Columnist Bob Dunning, who authors the “The Wary I” in The Enterprise, should consider changing the name of his column to “The Forgetful I” as he seems to have a problem remembering what he wrote in the past and getting his facts straight.
In his March 22 column, Dunning claims I should consult my libel attorney because I spoofed his past columns opposing plastic bags restrictions when I wrote, “To hear Dunning tell it, there is nary a wayward plastic bag loose in the city and we would be knee-deep in dog poop if we did not have access to these critically needed and vital products.”
Bob suggests that because he doesn’t even own a dog, he never would have made these bombastic claims. Perhaps Dunning should reread his own column of Jan. 13. Under the headline of “Maybe some sort of doggy diaper?,” Bob wrote, “The city, which one day will no doubt ban plastic bags whether we like it or not, has a tough decision to make when it comes to the plastic bags that dog owners use to clean up after their pets …” He adds, “Clearly, nothing but plastic will do, and just as clearly, these are not bags we wish to have anyone recycle …”
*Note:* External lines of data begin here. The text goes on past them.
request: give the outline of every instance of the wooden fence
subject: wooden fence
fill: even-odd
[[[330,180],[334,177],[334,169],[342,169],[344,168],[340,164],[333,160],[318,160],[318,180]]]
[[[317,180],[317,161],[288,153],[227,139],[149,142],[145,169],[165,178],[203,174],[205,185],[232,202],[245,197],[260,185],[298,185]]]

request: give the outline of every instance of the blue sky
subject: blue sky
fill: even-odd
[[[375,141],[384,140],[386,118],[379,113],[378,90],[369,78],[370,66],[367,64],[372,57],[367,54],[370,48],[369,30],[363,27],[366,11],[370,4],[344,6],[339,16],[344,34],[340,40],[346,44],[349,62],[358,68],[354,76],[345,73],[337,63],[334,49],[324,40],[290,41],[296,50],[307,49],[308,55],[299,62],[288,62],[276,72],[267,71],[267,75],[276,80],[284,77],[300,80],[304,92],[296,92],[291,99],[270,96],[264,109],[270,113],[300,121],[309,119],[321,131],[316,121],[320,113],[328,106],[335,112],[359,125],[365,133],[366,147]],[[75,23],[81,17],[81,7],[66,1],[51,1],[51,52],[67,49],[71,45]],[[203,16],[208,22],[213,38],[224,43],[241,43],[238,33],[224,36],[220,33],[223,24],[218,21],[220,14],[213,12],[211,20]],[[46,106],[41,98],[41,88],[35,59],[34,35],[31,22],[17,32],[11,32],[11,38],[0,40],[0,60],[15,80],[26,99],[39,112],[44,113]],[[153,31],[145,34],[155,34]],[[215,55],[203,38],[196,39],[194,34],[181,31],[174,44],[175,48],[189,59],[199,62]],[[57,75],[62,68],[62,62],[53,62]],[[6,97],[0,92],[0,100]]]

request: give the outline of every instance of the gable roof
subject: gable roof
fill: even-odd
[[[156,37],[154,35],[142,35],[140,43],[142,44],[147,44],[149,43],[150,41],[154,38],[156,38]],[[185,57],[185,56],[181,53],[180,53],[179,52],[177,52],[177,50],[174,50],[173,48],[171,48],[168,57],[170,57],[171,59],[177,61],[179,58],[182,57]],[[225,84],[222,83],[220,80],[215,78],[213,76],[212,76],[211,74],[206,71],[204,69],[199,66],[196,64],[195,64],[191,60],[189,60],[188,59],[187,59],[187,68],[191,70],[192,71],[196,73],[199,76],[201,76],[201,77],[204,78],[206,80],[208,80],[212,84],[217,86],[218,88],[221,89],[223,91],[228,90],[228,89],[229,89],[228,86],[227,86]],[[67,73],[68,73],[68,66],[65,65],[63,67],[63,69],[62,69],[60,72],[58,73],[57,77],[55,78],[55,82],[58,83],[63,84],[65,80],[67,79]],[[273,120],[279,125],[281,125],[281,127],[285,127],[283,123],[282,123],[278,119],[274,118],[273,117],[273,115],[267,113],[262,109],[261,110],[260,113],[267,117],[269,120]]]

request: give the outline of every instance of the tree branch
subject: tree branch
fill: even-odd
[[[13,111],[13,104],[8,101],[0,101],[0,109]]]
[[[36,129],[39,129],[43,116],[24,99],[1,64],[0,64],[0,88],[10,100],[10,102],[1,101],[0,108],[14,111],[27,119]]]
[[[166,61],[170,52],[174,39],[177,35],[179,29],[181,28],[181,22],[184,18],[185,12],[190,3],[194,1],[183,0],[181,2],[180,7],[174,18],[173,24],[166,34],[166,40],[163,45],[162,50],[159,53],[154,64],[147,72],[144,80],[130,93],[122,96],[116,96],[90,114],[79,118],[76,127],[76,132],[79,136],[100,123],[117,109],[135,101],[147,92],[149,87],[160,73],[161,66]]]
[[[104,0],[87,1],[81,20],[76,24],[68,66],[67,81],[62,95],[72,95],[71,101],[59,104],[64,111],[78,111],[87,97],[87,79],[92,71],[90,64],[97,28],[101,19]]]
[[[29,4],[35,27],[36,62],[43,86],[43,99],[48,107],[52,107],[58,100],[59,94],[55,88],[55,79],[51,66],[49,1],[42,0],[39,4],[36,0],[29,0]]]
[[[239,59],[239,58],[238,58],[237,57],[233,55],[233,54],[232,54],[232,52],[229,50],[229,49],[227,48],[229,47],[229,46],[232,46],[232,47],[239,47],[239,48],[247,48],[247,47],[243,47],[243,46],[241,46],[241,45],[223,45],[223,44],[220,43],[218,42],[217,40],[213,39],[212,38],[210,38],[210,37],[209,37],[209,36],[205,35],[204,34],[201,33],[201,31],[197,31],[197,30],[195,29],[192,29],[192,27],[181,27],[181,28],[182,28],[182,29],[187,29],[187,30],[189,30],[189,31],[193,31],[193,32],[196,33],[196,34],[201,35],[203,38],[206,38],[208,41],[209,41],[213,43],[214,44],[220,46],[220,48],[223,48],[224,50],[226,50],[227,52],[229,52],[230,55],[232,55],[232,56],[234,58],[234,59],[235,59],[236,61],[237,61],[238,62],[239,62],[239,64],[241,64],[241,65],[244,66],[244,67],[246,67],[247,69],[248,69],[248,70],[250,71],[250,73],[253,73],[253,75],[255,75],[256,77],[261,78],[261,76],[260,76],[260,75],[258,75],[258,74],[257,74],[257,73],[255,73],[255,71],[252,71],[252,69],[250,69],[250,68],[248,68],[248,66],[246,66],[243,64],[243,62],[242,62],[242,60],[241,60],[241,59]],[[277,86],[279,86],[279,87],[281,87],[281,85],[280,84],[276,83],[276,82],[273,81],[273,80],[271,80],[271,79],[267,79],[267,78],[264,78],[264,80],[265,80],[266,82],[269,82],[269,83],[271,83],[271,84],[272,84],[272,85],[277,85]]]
It is one thing for Dunning to make these kinds of outlandish statements without any factual basis. But it is quite another to then claim he never made them at all. My libel attorney says I am on pretty safe ground here.
Also, Dunning claimed it was too bad that my writings in which I made these supposed libelous comments were a secretive “internal document” sent only to the Natural Resources Commission and suggesting that it never would have seen the light of day if it had not been delivered to him via his network of “spies everywhere” and his intrepid reporting. In fact, the document Bob referred to actually was an article publicly published March 1 on the Davis Vanguard blog. Perhaps Dunning also should fact-check his spies in the future.
And if Bob does get around to changing the title and banner on his column, maybe he also would consider updating his photo. C’mon, Bob, it’s not a singles dating site!